Dans cette “fan zone” improvisée, drapeaux et maillots de la sélection — officiels ou achetés au marché de Volo-volo, à Moroni, la capitale — sont de rigueur. Sur les coups de 20 heures, juste avant le coup d’envoi, quand l’hymne retentit à Yaoundé, la soupape accumulée par une journée de pression et d’attente explose dans le salon de Malika et Nasser. Il est repris en chœur par tous les supporters, pour ce qui s’avère être “le meilleur moment de la soirée”, analysent après coup nos hôtes du soir.
L’impression de voir l’OM de Sampaoli
Car, sur le terrain, la prestation des joueurs d’Amir Abdou n’est pas des plus rassurantes. À la 14e minute, le Gabonais Aaron Boupendza jette un coup de froid dans l’assemblée en trompant le gardien Ali Ahamada, pas exempt de tout reproche à son premier poteau. Le portier prend cher et se fait vanner de tous les côtés, notamment sur le fait de ne pas avoir de club. Mais il n’est pas le seul à subir les blagues des supporters. Le latéral droit Kassim Abdallah, ancien d’Évian Thonon Gaillard et de l’OM, et ses difficultés à tenir son couloir droit, y passent aussi.

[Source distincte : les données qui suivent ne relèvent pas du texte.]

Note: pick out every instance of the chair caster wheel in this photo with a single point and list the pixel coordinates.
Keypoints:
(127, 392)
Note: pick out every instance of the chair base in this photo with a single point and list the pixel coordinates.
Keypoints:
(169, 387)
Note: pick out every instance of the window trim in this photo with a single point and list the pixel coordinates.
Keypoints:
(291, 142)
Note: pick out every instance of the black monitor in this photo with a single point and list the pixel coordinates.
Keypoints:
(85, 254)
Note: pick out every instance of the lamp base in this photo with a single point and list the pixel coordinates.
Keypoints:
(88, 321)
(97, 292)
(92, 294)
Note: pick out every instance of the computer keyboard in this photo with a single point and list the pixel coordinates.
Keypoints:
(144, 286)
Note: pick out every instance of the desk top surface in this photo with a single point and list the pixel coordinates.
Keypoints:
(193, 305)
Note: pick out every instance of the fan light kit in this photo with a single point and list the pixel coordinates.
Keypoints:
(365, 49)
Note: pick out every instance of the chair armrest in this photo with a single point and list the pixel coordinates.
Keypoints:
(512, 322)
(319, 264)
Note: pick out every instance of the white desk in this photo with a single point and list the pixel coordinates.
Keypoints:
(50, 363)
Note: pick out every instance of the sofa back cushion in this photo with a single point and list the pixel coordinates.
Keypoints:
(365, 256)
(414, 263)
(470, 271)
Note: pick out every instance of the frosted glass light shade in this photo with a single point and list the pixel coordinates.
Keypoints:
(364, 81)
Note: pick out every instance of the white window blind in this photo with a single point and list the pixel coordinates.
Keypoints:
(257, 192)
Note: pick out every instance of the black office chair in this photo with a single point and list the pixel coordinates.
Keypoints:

De l’humour comme de la bonne humeur, malgré le score à leur désavantage, la vingtaine d’invités n’en manquent pas pour commenter ce match. Devant des Cœlacanthes maîtres du ballon (66 % de possession) mais brouillons dans les 30 derniers mètres (2 tirs cadrés), certains font le parallèle avec l’OM de Jorge Sampaoli, dominateur mais peu létal, comme le souligne Nasser, fidèle supporter olympien.
“Impossible qu’on mette la VAR pour nous”
En seconde période, l’espoir ne faiblit pas. Chaque action entraîne une clameur et chaque coup de pied arrêté donne lieu à des chants d’encouragement. Quand Faïz Mattoir, l’attaquant de l’AC Ajaccio, heurte le gardien gabonais dans la surface, tout le monde croit au penalty… sauf l’arbitre de la rencontre, et les arbitres vidéo. “C’est impossible qu’on mette la VAR pour nous”, crie, indigné, un jeune supporter de 19 ans. Une séquence frustrante à l’image de la rencontre, mais qui n’entame pas l’état d’esprit enjoué de l’assistance.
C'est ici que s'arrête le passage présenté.